Create a pipeline to store the small example dataset in the `InMemoryDocumentStore` with their embeddings. We will use `SentenceTransformersDocumentEmbedder` to generate embeddings for your `Documents` and write them to the document store with the `DocumentWriter`.

In [4]:
from haystack import Pipeline
from haystack.components.preprocessors import DocumentCleaner, DocumentSplitter
from haystack.components.embedders import SentenceTransformersDocumentEmbedder
from haystack.components.writers import DocumentWriter
from haystack.document_stores.types import DuplicatePolicy
from haystack.utils import ComponentDevice


def create_indexing_pipeline(document_store, metadata_fields_to_embed=None):
    document_cleaner = DocumentCleaner()
    document_splitter = DocumentSplitter(split_by="sentence", split_length=2)
    document_embedder = SentenceTransformersDocumentEmbedder(
        model="thenlper/gte-large", meta_fields_to_embed=metadata_fields_to_embed
    )
    document_writer = DocumentWriter(document_store=document_store, policy=DuplicatePolicy.OVERWRITE)

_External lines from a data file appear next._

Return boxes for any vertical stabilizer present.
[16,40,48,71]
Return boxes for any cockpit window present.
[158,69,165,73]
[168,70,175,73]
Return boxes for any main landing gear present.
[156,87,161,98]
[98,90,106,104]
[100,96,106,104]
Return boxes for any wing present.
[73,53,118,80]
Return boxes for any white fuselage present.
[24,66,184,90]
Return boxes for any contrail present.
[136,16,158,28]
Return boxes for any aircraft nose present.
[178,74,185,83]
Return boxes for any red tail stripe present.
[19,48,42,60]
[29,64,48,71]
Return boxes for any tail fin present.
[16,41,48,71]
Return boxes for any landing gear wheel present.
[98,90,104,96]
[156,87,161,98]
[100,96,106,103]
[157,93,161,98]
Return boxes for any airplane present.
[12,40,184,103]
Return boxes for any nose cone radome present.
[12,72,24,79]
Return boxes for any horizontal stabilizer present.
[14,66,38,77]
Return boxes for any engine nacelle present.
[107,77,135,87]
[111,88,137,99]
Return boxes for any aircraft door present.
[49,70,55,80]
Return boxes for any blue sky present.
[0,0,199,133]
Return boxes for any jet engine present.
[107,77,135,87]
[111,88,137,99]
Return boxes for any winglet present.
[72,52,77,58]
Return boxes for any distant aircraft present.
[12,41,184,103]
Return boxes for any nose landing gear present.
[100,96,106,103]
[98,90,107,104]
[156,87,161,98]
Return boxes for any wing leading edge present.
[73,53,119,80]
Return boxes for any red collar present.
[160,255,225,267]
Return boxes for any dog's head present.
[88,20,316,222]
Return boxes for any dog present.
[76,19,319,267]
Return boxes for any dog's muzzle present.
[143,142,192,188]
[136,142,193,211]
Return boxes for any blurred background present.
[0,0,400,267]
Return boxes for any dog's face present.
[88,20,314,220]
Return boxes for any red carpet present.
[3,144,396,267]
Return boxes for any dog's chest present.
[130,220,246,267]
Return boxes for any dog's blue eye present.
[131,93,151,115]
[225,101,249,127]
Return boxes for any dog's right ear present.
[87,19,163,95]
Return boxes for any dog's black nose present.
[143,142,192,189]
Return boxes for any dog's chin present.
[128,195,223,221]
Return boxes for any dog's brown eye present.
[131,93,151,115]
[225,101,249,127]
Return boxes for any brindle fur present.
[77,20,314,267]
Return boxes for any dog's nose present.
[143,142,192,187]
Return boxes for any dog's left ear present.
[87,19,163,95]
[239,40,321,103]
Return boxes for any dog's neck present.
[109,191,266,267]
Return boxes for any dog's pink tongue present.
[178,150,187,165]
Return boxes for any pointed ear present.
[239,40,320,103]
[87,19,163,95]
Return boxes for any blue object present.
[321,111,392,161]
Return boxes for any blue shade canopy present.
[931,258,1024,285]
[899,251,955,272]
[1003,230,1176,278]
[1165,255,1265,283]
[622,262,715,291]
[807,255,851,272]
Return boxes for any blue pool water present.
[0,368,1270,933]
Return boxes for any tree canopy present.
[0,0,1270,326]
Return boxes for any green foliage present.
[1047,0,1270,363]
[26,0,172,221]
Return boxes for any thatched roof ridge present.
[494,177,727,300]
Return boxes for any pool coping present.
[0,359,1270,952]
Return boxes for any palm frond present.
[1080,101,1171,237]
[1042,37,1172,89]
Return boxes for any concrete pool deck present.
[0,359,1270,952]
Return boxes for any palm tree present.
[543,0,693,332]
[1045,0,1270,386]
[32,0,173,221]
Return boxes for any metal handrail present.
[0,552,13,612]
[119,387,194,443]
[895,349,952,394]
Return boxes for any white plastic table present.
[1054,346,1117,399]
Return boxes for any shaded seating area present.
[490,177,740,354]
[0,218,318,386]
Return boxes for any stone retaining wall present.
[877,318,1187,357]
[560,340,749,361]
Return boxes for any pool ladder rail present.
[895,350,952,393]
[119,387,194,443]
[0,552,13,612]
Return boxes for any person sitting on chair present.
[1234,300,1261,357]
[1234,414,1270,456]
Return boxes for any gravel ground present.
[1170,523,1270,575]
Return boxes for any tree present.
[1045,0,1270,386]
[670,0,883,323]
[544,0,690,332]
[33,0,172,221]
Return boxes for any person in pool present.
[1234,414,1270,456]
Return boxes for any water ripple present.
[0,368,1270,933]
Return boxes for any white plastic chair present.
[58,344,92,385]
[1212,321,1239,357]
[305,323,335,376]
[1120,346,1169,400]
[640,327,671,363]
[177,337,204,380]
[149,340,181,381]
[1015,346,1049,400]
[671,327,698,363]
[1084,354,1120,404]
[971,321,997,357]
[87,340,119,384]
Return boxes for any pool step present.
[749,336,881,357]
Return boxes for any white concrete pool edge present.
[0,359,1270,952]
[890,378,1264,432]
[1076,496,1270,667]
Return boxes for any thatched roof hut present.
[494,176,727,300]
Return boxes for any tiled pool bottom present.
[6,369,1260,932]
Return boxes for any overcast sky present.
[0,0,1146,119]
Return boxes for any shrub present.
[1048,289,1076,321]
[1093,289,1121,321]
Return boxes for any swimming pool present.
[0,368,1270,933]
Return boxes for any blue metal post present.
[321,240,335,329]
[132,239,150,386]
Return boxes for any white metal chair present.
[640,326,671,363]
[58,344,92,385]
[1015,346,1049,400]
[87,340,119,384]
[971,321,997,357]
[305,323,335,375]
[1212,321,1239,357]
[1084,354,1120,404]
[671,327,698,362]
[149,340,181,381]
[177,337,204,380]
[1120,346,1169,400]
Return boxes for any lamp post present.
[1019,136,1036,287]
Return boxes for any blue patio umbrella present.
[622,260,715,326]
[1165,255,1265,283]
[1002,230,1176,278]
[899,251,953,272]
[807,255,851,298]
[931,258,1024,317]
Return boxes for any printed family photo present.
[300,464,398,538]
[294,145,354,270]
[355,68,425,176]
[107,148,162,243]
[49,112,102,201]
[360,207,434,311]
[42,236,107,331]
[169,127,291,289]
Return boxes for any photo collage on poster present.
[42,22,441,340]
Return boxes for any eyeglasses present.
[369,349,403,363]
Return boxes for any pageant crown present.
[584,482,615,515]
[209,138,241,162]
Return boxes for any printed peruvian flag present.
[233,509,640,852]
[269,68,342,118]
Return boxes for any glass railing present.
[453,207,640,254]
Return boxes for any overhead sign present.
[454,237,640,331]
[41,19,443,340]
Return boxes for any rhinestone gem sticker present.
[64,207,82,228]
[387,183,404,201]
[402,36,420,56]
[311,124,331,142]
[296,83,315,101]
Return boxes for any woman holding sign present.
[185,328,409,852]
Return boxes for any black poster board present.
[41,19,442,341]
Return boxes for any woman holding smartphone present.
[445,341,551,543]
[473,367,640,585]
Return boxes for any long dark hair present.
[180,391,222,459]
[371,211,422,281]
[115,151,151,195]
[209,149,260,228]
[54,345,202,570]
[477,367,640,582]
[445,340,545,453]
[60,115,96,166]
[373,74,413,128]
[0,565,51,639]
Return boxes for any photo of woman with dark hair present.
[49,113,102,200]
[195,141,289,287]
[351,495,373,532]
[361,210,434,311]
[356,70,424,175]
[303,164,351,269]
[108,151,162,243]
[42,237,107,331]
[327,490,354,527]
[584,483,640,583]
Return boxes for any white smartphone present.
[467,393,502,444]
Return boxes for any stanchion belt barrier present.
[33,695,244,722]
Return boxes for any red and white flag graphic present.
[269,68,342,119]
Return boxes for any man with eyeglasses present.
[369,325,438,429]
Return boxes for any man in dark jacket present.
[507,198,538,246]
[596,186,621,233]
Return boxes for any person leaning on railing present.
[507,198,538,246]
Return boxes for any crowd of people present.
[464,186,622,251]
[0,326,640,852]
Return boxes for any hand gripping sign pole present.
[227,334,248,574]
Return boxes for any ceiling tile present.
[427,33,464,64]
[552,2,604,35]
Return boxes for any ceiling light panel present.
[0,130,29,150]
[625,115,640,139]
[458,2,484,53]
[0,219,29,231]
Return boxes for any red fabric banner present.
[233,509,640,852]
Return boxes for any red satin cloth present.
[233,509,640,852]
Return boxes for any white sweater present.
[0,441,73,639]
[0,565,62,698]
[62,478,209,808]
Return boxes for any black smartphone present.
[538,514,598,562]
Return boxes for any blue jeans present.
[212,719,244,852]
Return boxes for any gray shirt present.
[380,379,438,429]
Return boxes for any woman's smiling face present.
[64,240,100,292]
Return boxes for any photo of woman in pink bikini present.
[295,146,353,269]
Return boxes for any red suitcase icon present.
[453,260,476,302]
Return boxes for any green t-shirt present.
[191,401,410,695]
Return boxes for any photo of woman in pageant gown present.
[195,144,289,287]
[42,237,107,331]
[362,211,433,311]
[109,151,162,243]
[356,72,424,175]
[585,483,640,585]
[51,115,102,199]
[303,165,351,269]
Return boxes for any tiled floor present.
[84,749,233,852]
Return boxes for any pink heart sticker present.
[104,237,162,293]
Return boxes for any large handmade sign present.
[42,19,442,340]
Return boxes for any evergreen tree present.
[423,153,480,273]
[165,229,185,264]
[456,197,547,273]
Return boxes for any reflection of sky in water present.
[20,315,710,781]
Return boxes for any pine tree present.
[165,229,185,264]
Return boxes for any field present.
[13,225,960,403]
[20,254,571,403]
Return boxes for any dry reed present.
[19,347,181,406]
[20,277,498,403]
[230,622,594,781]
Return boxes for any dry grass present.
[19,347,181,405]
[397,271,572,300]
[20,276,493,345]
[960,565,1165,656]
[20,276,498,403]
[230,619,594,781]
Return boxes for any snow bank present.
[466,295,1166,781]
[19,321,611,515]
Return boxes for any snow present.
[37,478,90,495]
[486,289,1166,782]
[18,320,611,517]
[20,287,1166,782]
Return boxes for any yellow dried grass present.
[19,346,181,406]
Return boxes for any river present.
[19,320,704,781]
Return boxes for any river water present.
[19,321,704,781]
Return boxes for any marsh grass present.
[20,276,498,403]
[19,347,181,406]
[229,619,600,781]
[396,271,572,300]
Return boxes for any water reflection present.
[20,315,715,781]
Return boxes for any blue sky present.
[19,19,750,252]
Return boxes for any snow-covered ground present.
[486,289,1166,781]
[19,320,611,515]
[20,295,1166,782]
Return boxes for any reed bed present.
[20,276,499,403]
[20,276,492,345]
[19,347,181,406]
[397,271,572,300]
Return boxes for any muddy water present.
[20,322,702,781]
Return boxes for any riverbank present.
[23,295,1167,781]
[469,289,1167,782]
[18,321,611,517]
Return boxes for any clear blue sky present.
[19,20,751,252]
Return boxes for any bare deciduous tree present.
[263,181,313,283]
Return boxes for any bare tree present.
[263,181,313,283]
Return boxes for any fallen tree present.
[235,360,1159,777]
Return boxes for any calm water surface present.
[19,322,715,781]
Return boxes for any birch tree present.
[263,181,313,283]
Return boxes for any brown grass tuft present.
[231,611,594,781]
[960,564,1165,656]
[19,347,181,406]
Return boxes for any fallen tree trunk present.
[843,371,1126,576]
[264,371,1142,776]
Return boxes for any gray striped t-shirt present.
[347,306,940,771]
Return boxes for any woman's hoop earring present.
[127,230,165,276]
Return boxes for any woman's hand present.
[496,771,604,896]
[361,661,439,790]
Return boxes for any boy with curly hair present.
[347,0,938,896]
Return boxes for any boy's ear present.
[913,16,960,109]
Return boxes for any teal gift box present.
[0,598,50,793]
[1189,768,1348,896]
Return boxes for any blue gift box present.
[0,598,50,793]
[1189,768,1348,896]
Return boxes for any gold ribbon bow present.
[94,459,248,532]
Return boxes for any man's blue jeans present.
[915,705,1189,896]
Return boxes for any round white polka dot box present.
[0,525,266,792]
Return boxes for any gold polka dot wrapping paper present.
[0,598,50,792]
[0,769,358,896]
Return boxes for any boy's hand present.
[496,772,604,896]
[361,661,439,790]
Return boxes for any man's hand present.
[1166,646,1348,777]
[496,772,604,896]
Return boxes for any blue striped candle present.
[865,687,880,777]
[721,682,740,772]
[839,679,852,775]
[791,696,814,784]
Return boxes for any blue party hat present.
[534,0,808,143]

    indexing_pipeline = Pipeline()
    indexing_pipeline.add_component("cleaner", document_cleaner)
    indexing_pipeline.add_component("splitter", document_splitter)
    indexing_pipeline.add_component("embedder", document_embedder)
    indexing_pipeline.add_component("writer", document_writer)

    indexing_pipeline.connect("cleaner", "splitter")
    indexing_pipeline.connect("splitter", "embedder")
    indexing_pipeline.connect("embedder", "writer")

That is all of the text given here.